Coalition Raids Police Intelligence Center;
Al-Maliki Protests Raid as Illegal;
4.5 Million Malnourished Iraqi Kids
British soldiers accompanied by Iraqi forces raided a National Intelligence Center in the southern city of Basra. They said they discovered evidence of torture and accused the police running it of being terrorists involved in setting roadside bombs targetting British convoys.

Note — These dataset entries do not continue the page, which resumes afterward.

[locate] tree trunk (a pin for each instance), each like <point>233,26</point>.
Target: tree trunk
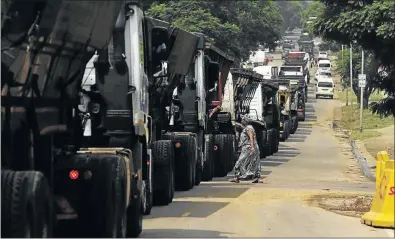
<point>366,94</point>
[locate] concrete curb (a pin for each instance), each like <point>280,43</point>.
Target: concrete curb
<point>365,168</point>
<point>363,163</point>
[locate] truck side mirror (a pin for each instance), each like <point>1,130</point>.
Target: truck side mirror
<point>159,44</point>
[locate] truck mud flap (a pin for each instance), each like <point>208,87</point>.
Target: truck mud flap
<point>185,159</point>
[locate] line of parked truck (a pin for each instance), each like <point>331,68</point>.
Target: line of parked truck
<point>103,120</point>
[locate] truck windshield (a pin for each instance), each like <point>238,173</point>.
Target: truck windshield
<point>328,74</point>
<point>290,69</point>
<point>325,84</point>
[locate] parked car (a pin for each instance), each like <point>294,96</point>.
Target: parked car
<point>322,55</point>
<point>322,74</point>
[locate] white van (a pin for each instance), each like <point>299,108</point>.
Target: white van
<point>325,87</point>
<point>322,55</point>
<point>325,65</point>
<point>266,71</point>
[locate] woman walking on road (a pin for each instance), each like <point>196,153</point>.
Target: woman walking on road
<point>248,165</point>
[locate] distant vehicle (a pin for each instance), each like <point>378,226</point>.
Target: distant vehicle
<point>267,71</point>
<point>325,87</point>
<point>298,55</point>
<point>322,58</point>
<point>322,74</point>
<point>322,55</point>
<point>324,65</point>
<point>291,70</point>
<point>284,54</point>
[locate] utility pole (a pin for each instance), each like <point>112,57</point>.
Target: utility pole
<point>350,72</point>
<point>362,90</point>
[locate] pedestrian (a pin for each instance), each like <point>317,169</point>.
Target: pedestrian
<point>248,165</point>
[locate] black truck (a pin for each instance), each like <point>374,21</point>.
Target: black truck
<point>298,84</point>
<point>190,114</point>
<point>266,125</point>
<point>51,173</point>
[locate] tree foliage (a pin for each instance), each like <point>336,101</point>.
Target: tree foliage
<point>315,9</point>
<point>371,25</point>
<point>370,69</point>
<point>237,27</point>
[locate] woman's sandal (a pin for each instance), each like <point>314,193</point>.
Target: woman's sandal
<point>258,180</point>
<point>234,180</point>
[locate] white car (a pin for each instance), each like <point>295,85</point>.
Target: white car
<point>324,65</point>
<point>324,87</point>
<point>322,55</point>
<point>322,74</point>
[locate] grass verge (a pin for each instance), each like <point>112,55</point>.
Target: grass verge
<point>350,121</point>
<point>342,95</point>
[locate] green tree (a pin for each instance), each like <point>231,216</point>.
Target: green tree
<point>371,24</point>
<point>342,63</point>
<point>315,9</point>
<point>291,11</point>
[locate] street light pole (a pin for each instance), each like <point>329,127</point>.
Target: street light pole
<point>361,100</point>
<point>350,71</point>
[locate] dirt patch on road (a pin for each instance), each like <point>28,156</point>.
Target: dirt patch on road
<point>347,205</point>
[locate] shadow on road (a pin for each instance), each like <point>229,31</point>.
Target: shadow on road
<point>177,233</point>
<point>188,209</point>
<point>212,192</point>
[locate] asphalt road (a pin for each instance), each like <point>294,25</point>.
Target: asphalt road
<point>311,162</point>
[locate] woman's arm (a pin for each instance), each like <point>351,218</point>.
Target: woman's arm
<point>251,135</point>
<point>216,109</point>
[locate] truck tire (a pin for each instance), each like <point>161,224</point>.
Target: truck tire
<point>162,156</point>
<point>105,213</point>
<point>208,165</point>
<point>26,205</point>
<point>222,155</point>
<point>270,141</point>
<point>192,155</point>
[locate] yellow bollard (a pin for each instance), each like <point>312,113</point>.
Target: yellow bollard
<point>381,157</point>
<point>381,212</point>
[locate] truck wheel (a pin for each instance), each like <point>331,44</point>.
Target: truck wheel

So to whom exactly did this facility belong? Even al-Zaman does not seem to know, exactly. At one point its article says that the facility belongs to the federal Ministry of the Interior. At another point it says that it was overseen by a multi-party committee. Many police facilities under the Interior Ministry had been infiltrated by the Badr Corps paramilitary of the Supreme Council for Islamic Revolution in Iraq. But the Basra provincial council is dominated by the Islamic Virtue Party, which has its own paramilitary, which has been infiltrated into the Basra police. The intelligence center was likely either Badr or Virtue. I suspect the latter, since Badr is highly disciplined and to my knowledge has not attacked Coalition troops frontally.

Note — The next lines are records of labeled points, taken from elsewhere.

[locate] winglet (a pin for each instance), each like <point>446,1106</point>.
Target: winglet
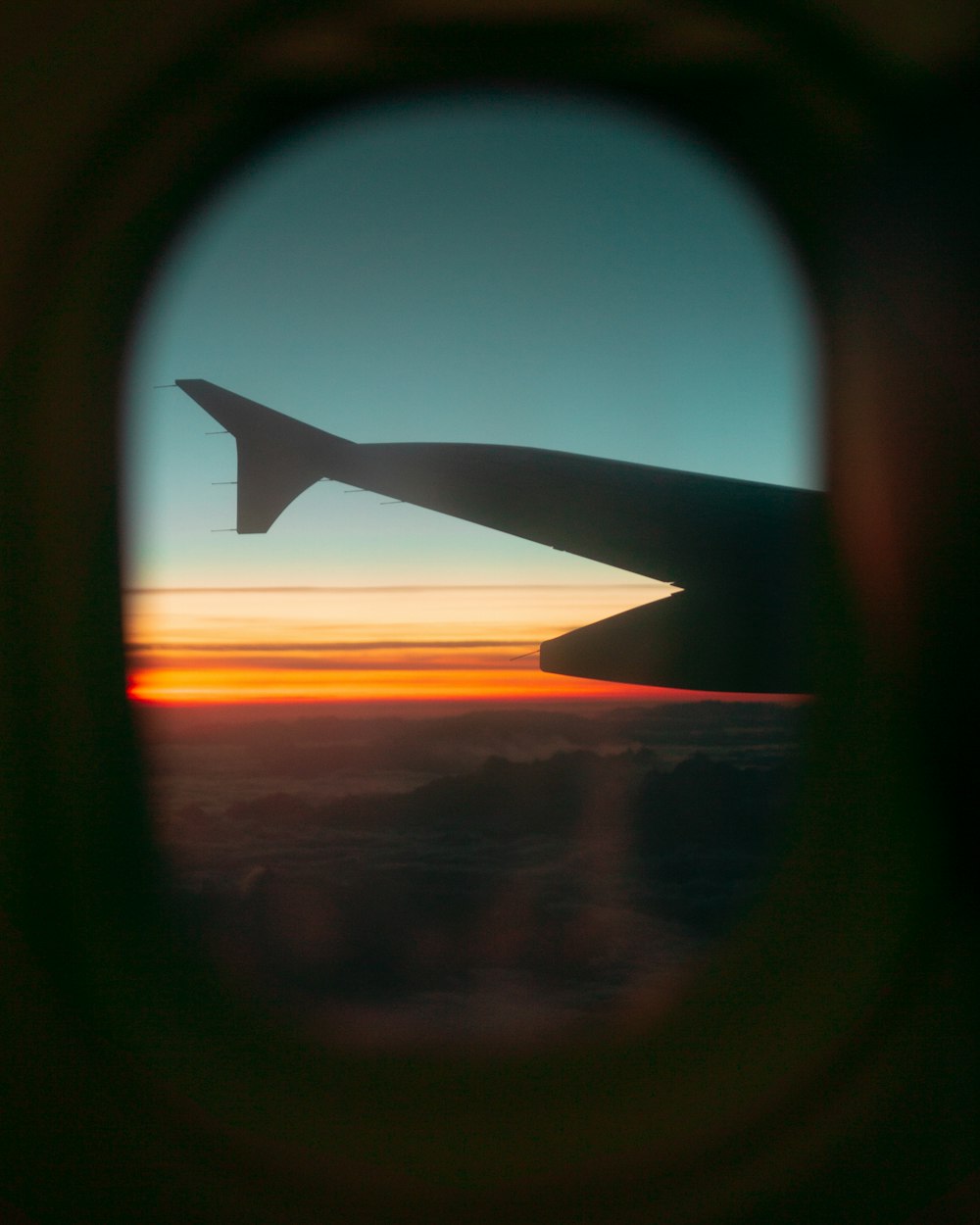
<point>278,457</point>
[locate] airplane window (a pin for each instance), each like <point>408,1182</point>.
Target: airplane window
<point>466,702</point>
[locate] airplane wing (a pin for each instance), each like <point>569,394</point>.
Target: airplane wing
<point>735,547</point>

Now here is what is odd. Prime Minister Nuri al-Maliki denounced the British raid on the facility! He called for an investigation and called the action illegal. His office accused the British of releasing the prisoners held there (themselves presumably involved in political violence), but the British military said that the prisoners had accidentally escaped.
It would be very interesting to know the back story here, but no one is being explicit about whom exactly, among the various parties and militias in Basra, the British were hitting, or why al-Maliki should protest as a result.

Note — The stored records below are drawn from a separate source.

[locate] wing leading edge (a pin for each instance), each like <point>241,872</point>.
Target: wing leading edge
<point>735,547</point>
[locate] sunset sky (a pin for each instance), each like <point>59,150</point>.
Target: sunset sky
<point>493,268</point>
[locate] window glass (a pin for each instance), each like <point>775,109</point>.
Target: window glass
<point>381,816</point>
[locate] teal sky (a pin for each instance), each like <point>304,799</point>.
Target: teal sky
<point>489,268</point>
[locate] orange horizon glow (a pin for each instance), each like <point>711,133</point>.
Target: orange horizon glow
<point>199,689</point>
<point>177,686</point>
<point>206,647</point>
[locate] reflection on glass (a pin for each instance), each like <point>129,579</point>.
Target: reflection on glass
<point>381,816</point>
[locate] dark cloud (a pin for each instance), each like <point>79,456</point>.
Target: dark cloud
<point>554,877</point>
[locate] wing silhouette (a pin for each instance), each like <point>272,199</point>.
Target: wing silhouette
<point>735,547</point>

Under US, Kurdish and Sunni Arab pressure, the al-Maliki government appointed an independent, Jawad al-Bulani, to head the ministry of the interior, and he is reported to have purged thousands of employees from it who had ties to militias and death squads. These were primarily members of the Supreme Council for Islamic Revolution in Iraq, who had been using the ministry as a vehicle for patronage for party members and Badr Corps militiamen. I am suspicious, however, about the depth of this purge and have the sense that SCIRI and Badr still have a large presence in the ministry.
Baghdad police found 20 bodies in the western district of Karkh on Sunday. There were bombings in Hilla, Baquba and the Dura district of Baghdad. Antiwar.com summarizes the violence on Sunday, which left dozens dead.
US troops accompanied by Iraqi forces moved gingerly into the Jamila section of Sadr City on Sunday, doing weapons searches. Tina Susman of the LA Times captures the care with which the operation is being pursued, and the sense of danger given that this vast Shiite slum is a center for the Mahdi Army militia. But it should also be pointed out that the fighting between US troops and Sadr City militiamen in spring of 2004 had a great deal to do with Paul Bremer’s sudden and quixotic decision to “kill or capture” young nationalist Shiite cleric Muqtada Al-Sadr, the leader of the militia.
Leila Fadel of McClatchy says the Sadrists are telling her that the Mahdi Army has strict instructions to lie low and not rock the boat during the security sweep. After all, if the US really could root out the Sunni guerrilla movement, the Shiites would be huge winners . . .
Reuters reports that there are 4.5 million undernourished children in Iraq.